And there's not an augmentation of price for Apple Music and Apple Fitness Plus today.
These sources indicate that Spotify pre-vue
a change major to its model of redvance.
For the first trimester of the year next,
including a new soles of annual minimum,
before a piece not to generate a redvence.
It's the world of the affairs musical.
Spotify has discussed the details of his plan
for the new model of royalties
with diverse detenters of the rights musicals these last few
Semes.
These sources implicated in these discussions have now confirmed at Mbri.
While Spotify continues with his system of redevance pro rata, it's
to say stream share, he prevoed to have three changes major specific to his model.
As I said, my Spotify prevoysed to make it in effect of this changement,
in a tentative of, I quote, I'll quote three drains on the pool of royalties,
to some pashions, actually the money to attain the artists in activity.
MbWVV has confirmed that, at the first trimest, 2024,
Each Pist on Spotify, in the card of the new plans of DSP,
will have attained a minimum of streams annual
before to start to generate the royalty.
No sources were not disposed to precise the number exact
of streams that informer this seigne.
But a source implicated in these discussions recent
us has said that the goal is to demonetize a population of TIT,
who, today, gain in a median,
more than zero-fellow $5 dollars per month.

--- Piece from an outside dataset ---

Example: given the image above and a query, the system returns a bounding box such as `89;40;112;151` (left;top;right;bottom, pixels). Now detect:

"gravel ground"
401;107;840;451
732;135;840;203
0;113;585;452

Some calculus economic is Alavavit.
The sources industrial suggest that each lecture on Spotify
in terms of royalty of music
enregistrated,
generate actually
around $1.5 million
of dollars,
$0.003
American per month.
It would suggestere
that for that
these morso generate
$5.
m.
They would have
been to generate
17 lectures per
month or around
200 lectures per
per year.
Spotify
say that the
morso
that representate
actually
99.5%
of the
parts of streams
will be
to monetize
after these
changes
by a source
well-placed.
So,
why Spotify
cibble-tile,
specifically,
a portion relatively minimum of pists
on its service
that are very poor
popular and generate
very few of revenue
because we're
talking of an industry
or 100,000
pistes or plus
they are telecharged
on the platforms
of streaming.
A amount of agents
versed to these
pieces cumulatively
represent a sum
substantial.
In sum,
the Pists that
Spotify's
Cibble here
generate
the royalty
that's elevates
to the
10 million
of dollars
per year,
and this
Chiffre has
made an
source at Mbbbbb.
The year,
without trying
this measure,
Spotify
I think they would have generated
$40 million dollars.
Avertisement that X
has started to deploy
these appell audio and video
to use with some
users with the options
to selectioning
with who you are at least
to use.
Disactivate completely
the function.
I say,
Avertisement,
because you would
be maybe
verify that it
is tint if you
want to use it
not use it
using the verge.
Several users
on the platform,
including certain
of us,
here at the verge,
on receiving notification in opening the application
indicating that the appell audio and video
are there. There also a new
activate the bascule of appell audio and video
in the parameters of the application
which says you can't, I cite,
activate the functionality,
then selects with you are at least to use.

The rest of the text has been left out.